Check the venting.  Does the main burner flame look any different right before it goes out?  If it turns blue and burns up in the air for a second (ghosting), you could have a bees nest or some kind of blockage in your vent or cap.  If you notice the flame looking this way, you could crack the bottom of the glass (to give it more air) and see what happens.  If it runs fine with the glass open its venting related.

Otherwise how does your pilot flame look while running?  If the pilot flame is getting pulled away from your thermopile sensor after the fireplace gets a bit of draft going you may need to replace your pilot assembly.  The pilot flame should be direct and intense on your thermopile and thermocouple sensors (much like a blow torch flame).  If your pilot flame is yellow or "candle-like" it should definitely be cleaned out or better yet- replaced.


----------



## ferenc5 (Dec 2, 2012)

DAKSY said:


> Take a reading on the TP-TH (or TH-TP) & TP screws on the valve terminal block with a multitester set to milliVolts (mV). With the burner off, the reading should be about 550 (more or less). Turn the burner on & watch the readings. Report back with what you find.

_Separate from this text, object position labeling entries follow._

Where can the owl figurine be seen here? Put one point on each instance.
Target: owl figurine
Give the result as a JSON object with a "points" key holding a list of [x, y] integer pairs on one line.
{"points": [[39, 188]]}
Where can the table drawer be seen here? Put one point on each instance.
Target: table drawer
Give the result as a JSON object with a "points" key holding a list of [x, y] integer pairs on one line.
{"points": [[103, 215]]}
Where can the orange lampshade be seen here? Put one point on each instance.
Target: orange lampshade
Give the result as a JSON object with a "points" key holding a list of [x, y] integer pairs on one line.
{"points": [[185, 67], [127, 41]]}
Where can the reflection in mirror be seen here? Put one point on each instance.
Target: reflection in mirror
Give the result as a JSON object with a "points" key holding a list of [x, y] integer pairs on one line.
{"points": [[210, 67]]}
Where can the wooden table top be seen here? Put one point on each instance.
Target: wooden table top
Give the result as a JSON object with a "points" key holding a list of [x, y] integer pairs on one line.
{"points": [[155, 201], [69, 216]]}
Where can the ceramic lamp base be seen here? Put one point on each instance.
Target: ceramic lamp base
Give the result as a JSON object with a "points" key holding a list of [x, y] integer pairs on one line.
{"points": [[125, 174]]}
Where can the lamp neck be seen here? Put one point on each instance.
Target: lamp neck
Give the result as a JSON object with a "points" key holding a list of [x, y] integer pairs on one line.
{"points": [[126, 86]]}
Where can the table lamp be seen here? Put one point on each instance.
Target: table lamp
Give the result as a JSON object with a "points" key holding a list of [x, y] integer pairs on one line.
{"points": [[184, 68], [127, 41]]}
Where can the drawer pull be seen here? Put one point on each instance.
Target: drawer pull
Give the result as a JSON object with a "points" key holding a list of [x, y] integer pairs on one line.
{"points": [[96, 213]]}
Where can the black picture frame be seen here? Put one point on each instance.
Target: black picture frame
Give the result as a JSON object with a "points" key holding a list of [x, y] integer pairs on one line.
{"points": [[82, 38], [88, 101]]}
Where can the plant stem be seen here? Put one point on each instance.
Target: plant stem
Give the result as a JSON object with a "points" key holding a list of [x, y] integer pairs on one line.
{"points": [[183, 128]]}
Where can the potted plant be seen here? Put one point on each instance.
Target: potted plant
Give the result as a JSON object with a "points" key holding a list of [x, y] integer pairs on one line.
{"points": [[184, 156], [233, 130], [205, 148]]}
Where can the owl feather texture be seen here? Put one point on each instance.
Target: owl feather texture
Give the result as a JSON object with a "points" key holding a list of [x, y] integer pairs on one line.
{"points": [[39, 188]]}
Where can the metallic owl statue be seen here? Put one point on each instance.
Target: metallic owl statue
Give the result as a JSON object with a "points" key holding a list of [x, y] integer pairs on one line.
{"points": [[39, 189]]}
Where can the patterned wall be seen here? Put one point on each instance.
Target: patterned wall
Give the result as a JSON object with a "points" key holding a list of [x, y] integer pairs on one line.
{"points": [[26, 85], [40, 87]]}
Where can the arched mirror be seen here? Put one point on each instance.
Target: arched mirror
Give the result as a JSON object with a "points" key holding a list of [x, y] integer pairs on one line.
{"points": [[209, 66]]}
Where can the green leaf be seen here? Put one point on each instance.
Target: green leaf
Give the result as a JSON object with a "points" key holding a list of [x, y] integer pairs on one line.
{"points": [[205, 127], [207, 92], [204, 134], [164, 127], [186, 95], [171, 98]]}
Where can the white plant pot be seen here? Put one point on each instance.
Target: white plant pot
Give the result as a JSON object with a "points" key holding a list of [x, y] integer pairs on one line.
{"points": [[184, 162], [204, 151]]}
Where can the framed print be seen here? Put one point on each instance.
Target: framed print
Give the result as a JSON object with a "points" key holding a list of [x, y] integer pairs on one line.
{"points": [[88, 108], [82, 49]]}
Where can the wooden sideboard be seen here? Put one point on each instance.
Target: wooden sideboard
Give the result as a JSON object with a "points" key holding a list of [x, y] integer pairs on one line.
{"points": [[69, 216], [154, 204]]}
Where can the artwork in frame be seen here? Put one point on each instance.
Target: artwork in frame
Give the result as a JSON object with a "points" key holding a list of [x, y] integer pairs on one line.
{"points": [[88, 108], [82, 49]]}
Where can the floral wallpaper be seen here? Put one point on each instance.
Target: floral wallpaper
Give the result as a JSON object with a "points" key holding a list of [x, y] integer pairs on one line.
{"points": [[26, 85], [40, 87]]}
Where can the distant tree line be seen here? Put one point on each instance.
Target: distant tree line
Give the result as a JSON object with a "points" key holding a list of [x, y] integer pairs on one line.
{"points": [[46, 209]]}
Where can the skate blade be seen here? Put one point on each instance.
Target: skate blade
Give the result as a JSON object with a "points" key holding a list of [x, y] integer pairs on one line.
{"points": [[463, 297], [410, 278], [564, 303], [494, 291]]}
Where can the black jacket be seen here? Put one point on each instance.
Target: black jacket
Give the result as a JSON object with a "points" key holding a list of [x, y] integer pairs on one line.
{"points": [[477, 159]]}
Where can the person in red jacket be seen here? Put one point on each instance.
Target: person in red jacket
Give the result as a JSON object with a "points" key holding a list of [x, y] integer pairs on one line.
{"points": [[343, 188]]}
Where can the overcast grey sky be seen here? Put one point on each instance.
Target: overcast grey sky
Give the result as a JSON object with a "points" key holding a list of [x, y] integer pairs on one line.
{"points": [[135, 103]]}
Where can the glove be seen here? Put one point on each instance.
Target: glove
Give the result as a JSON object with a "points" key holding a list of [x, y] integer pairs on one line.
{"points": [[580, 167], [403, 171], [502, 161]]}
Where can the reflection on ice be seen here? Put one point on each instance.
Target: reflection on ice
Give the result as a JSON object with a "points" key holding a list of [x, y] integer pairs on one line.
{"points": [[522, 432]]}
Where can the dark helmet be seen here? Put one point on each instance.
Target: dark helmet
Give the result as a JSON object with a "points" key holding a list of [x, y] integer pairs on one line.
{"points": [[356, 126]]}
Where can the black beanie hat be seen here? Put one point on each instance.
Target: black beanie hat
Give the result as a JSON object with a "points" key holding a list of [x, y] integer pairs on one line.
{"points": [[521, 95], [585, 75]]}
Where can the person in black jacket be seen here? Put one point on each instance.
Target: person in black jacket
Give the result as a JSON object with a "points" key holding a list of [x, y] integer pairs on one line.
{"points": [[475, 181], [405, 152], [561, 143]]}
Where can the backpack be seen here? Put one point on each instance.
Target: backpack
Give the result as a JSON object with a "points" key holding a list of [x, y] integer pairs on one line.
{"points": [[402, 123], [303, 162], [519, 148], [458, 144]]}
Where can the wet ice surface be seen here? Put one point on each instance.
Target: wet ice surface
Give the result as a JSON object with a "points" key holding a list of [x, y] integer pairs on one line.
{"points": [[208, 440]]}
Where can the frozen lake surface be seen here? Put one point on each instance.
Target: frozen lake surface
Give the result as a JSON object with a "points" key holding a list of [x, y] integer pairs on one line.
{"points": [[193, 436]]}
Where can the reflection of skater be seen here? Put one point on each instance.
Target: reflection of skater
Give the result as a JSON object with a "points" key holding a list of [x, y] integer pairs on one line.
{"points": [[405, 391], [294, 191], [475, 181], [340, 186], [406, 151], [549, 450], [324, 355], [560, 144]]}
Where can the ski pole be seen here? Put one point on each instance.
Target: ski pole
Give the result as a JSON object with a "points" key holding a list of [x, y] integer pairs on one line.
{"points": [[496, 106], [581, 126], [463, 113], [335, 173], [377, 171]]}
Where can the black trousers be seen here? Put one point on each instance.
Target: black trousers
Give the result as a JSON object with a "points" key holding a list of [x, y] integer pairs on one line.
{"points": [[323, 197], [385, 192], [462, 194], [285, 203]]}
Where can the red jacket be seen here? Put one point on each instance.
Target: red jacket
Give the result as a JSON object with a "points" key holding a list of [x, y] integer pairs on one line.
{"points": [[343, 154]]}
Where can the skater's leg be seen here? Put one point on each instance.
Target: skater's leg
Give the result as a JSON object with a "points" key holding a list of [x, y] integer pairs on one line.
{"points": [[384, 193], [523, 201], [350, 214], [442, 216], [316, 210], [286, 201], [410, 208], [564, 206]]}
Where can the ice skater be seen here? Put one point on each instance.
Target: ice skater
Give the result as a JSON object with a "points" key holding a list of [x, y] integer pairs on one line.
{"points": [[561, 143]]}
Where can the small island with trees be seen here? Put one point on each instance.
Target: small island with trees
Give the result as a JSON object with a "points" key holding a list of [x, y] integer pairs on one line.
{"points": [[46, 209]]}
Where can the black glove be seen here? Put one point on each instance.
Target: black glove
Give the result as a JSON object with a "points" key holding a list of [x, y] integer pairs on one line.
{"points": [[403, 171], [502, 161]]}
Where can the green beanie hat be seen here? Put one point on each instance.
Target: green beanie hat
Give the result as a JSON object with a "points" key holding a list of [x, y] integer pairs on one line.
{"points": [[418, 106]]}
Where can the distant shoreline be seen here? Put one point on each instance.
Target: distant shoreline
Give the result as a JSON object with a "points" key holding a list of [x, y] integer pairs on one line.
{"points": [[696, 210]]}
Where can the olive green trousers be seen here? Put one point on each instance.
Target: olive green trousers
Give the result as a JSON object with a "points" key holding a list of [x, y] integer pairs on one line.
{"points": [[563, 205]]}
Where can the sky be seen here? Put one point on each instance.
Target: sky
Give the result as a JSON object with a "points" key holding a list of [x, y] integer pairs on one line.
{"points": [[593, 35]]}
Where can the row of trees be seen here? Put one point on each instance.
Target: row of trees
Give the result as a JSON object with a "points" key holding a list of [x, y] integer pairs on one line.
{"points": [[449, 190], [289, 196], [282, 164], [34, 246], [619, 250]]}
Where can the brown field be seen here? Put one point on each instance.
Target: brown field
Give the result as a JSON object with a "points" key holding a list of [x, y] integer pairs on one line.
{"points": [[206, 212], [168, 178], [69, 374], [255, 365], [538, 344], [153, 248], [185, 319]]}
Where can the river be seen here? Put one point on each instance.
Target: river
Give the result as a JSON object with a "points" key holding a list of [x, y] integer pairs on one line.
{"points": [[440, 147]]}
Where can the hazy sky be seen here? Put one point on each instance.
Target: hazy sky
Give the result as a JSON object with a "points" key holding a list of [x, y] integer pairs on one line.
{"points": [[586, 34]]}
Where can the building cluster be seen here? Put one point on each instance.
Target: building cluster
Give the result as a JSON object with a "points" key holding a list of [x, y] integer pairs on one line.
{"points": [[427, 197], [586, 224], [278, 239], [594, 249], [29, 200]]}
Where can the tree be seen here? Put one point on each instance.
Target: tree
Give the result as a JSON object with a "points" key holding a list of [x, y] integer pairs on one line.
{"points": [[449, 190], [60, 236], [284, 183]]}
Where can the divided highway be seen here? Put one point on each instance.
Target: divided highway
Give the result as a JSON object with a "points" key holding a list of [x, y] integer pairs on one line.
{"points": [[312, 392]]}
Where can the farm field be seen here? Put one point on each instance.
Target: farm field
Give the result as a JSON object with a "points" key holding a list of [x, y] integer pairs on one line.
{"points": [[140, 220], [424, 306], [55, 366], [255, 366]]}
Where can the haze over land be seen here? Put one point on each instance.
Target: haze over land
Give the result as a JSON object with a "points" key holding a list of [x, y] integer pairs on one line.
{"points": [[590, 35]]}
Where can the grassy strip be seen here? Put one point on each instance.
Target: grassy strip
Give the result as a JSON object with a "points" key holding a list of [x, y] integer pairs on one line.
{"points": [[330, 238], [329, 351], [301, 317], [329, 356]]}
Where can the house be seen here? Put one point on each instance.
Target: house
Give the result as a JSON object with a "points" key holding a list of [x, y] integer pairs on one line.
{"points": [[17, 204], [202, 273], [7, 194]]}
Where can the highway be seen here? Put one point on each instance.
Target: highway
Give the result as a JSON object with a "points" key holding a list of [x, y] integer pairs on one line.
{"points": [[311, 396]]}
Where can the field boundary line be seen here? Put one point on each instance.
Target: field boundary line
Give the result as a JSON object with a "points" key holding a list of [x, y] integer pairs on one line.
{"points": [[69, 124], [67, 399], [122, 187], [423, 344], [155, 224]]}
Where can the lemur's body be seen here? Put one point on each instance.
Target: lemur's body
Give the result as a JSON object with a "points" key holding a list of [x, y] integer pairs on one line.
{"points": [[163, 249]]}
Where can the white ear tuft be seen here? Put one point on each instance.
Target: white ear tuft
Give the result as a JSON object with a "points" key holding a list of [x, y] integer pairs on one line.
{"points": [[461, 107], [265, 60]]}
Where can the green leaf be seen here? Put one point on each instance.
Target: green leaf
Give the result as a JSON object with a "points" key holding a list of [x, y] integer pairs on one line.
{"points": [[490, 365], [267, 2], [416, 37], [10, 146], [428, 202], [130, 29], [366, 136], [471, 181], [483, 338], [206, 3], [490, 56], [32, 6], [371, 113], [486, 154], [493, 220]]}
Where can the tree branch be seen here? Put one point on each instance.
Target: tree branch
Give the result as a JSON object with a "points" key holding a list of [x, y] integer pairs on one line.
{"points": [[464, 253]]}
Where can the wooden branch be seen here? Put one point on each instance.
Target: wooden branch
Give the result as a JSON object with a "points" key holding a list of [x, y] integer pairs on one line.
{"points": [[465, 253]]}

 Thanks for your quick reply, the stove is at camp, three hours north and i may not get back up for a while.  Should I assume that the 550mv reading is with the pilot on and warming up the thermopile?  When i turn on the gas and it runs for a minute should the mv be rising or falling?  What would the proper mv reading be once the main valve opens?


----------



## ferenc5 (Dec 2, 2012)

mygasfireplacerepair said:


> Check the venting. Does the main burner flame look any different right before it goes out? If it turns blue and burns up in the air for a second (ghosting), you could have a bees nest or some kind of blockage in your vent or cap. If you notice the flame looking this way, you could crack the bottom of the glass (to give it more air) and see what happens. If it runs fine with the glass open its venting related.
> 
> Otherwise how does your pilot flame look while running? If the pilot flame is getting pulled away from your thermopile sensor after the fireplace gets a bit of draft going you may need to replace your pilot assembly. The pilot flame should be direct and intense on your thermopile and thermocouple sensors (much like a blow torch flame). If your pilot flame is yellow or "candle-like" it should definitely be cleaned out or better yet- replaced.


The flame is blue, seems to look just about the way it should, it kind of shrinks down to nothing and goes out completely evenly throughout the burner area.  I removed the vent pipe and refired it wth the same results.  The pilot looks very strong, bright blue on the thermopile and thermocouple.  It burns evenly until the gas valve shuts down. I understand parts are pretty much nonexistent for these old stoves and i'm thinking of replacing the entire gas valve,pilot, thermopile and thermocouple if the thermopile tests good.


----------



## DAKSY (Dec 3, 2012)

ferenc5 said:


> Thanks for your quick reply, the stove is at camp, three hours north and i may not get back up for a while. Should I assume that the 550mv reading is with the pilot on and warming up the thermopile? When i turn on the gas and it runs for a minute should the mv be rising or falling? What would the proper mv reading be once the main valve opens?


 
550mV is the "pilot only" reading...When the unit is turned on, the mV will drop to around 200. If the mV continues to drop, the thermopile is probably on its way out. Just for grins, what model is your unit?


----------



## ferenc5 (Dec 3, 2012)

DAKSY said:


> 550mV is the "pilot only" reading...When the unit is turned on, the mV will drop to around 200. If the mV continues to drop, the thermopile is probably on its way out. Just for grins, what model is your unit?


Thanks again it's an old VC Wonderfire I think it's a model 2570.  My camp is up in Stewartstown NH on the Connecticut River where NH, VT, and Canada come together. Across the river from the Ethan Allen plant where they still make American made furniture.  PS I ride a 2010 Electraglide and still have my good old 1992 FXRP.


----------



## DAKSY (Dec 3, 2012)

ferenc5 said:


> Thanks again it's an old VC Wonderfire I think it's a model 2570. My camp is up in Stewartstown NH on the Connecticut River where NH, VT, and Canada come together. Across the river from the Ethan Allen plant where they still make American made furniture. PS I ride a 2010 Electraglide and still have my good old 1992 FXRP.


 
Some of the older VC units, & I'm not sure about yours, had a spill switch that would shut the unit down if the upper part of the firebox got too hot. If that spill switch failled, or if the sheathing on the wiring to that switch failed (possibly creating a short), the unit might do what your seeing.

Nice rides...sometimes I wish I still had my Sporty...I took the Ultra thru the Tail of the Dragon & it was a workout. I'd like to try it on something with less "SCRAPAGE"


----------